Public lands in urban areas are highly valuable public resources that deserve open and efficient management following good international practice. The monetary value locked up in government held, but unused land cries out for efficient and effective land management. A commonly held view in India is that land is a scarce, highly valuable and a finite resource. Continued acquisition of private lands for public purpose has become a contentious and socially divisive issue. But any government seeking to expropriate large tracts of new land for public purpose should manage its existing land holdings in a way that not only brings in direct government revenue but also helps indirectly to sustain economic activity in and around these areas.
India is a rapidly modernizing and urbanizing society, a society that is experiencing pressures from many different directions to invest in public services, human capital and general welfare. Effective management of public land represents an opportunity to respond to these urgent needs. This should be part of a strategy for managing the government’s balance sheet in public interest. Disposing of surplus lands could free up fiscal resources for investments in other much needed public assets, such as long lived infrastructure networks that can bring benefits to society for years to come.
Some of the necessary steps towards this goal are outlined below. The relevant question here is not whether to release surplus government lands; this is happening and will continue. The operative question is whether the governance arrangements for management of public lands can be improved to ensure that alienation of these assets better serves the public purpose. The first lesson from international experience is that individual governmental agencies rarely, if ever, identify excess lands voluntarily to permit redisposition of lands no longer needed for their service function. Successful utilization of public lands has mostly happened when a strong centralized government agency has mandated the identification and redisposition of excess lands to ensure proactive management of these assets. The costs of holding onto lands allocated to government departments and agencies are very small. Decentralized agencies have little incentive, therefore, to get rid of them.
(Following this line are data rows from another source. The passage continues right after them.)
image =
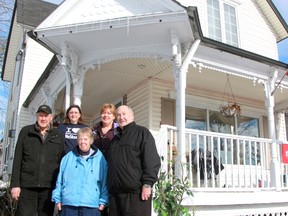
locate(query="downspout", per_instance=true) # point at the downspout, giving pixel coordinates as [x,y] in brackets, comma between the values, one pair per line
[67,80]
[180,100]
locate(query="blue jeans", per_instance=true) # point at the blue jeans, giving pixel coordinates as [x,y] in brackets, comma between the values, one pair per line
[79,211]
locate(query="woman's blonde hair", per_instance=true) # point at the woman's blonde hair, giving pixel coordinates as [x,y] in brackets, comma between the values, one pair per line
[111,107]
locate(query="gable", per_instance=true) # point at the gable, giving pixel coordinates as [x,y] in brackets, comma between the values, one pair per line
[72,12]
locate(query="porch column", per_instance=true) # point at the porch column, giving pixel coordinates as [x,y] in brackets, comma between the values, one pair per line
[270,103]
[78,83]
[281,125]
[49,98]
[180,85]
[69,63]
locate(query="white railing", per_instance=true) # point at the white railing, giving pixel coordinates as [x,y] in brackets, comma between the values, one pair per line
[216,161]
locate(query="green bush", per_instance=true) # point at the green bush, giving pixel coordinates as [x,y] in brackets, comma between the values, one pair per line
[7,205]
[169,194]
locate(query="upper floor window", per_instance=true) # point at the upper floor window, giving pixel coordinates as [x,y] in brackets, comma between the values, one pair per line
[222,22]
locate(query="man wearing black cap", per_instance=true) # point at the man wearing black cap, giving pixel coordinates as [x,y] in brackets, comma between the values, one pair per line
[38,153]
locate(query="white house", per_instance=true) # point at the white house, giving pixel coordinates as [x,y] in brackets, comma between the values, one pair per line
[179,65]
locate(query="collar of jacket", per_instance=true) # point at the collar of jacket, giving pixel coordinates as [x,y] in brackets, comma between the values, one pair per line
[77,150]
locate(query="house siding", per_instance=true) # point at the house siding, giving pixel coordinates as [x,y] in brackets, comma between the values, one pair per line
[138,101]
[258,38]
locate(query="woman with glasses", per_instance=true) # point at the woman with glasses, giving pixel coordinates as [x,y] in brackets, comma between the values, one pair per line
[72,123]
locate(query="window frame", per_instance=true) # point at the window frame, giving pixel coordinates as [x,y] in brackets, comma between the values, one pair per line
[232,3]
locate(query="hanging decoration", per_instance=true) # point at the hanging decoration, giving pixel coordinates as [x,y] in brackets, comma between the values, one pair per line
[229,107]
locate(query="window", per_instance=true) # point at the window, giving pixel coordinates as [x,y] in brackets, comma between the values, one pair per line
[222,22]
[202,119]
Second, there must be a reliable and consistent inventory of public lands that allows scrutiny by higher level authorities of public land holdings, in particular Finance Ministries/Departments, to ensure that valuable assets are not held indefinitely when they could be converted to other use, public or private. The absence of a regularly updated, centralized, and consistent inventory of public lands also leaves considerable scope for alienation through sale, grant, or most likely leasing, of valuable lands without scrutiny of these transactions.
Third, successful experiences from countries with a federal structure point towards a separation of management arrangements for state and federal level land assets. All of this must begin with a comprehensive inventory of public lands. A good inventory should record (a) location and dimensions of each land parcel (b) legal title and any restrictions on development (c) current use and future planned use, if part of a public development plan and (d) valuation by parcels of economic significance. Such an exercise should be carried out by all departments in a ministry and by all agencies depending on a ministry for their funding, as well as, by all public sector undertaking (PSU) owned wholly or partly by government.6 Consistency and comprehensiveness are more important than introducing sophisticated technological platforms that may slow down the creation of the desired inventory. These must then be made publicly accessible. A publicly accessible inventory of public lands is an essential element in accountability.
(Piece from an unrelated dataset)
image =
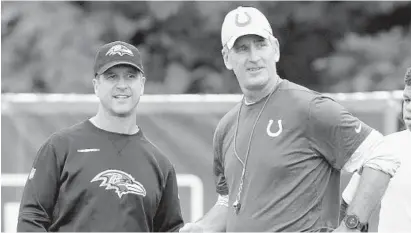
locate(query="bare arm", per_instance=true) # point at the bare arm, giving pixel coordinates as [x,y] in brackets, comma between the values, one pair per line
[215,219]
[371,189]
Fourth, create a centralized process for identifying excess or surplus public lands. Once a list of “surplus” land has been identified and made public, market forces and perhaps other agents of government can focus on the most attractive or useful surplus parcels and express demand for them.
Fifth, create administrative and financial incentives for excess land disposition and sound asset management. One way of achieving this is to place the onus on government agencies to justify why they should hold any land parcels, by requiring them to demonstrate their necessary role in the agency’s public service provision. Regardless of whether the land is ultimately disposed of, or not, such an exercise identifies the extent to which land is held as an asset by the government.
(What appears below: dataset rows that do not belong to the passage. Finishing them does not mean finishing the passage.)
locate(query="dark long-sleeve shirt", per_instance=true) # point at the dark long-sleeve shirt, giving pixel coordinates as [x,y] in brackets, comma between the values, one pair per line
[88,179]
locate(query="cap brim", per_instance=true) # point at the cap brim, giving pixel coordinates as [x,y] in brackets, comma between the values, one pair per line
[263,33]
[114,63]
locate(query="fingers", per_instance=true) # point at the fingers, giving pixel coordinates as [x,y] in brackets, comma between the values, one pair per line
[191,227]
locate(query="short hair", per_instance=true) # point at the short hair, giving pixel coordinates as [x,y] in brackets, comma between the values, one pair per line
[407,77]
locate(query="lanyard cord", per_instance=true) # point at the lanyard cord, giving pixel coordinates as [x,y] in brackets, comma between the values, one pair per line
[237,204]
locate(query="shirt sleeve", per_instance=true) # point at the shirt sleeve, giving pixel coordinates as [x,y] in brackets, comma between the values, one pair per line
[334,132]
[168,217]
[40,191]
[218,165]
Sixth, institute an annual land audit using the principle of value for money in identifying excess public lands. Land held by government should be viewed as an input into the provision of the public service for which the landholding agency is responsible. All public landholdings therefore should regularly be reviewed, with the goal of divesting those properties not necessary or cost-effective for service provision. Property having no efficient use is to be put on the open market at full value (whether for rent, lease or outright sale). Such an audit and its underlying principle will also help in acquisition and allocation of public lands.
And finally, once the audit system is in place, the actual management of the surplus land and the generation of its value must be undertaken by specialized agencies, with a well-defined public interest objective (which, in most cases will involve land value maximization in some form) and clear indicators for evaluating their performance which, in turn, will have to be incentivised. This is not rocket science but requires political will and leadership that enables a government to work in the public interest.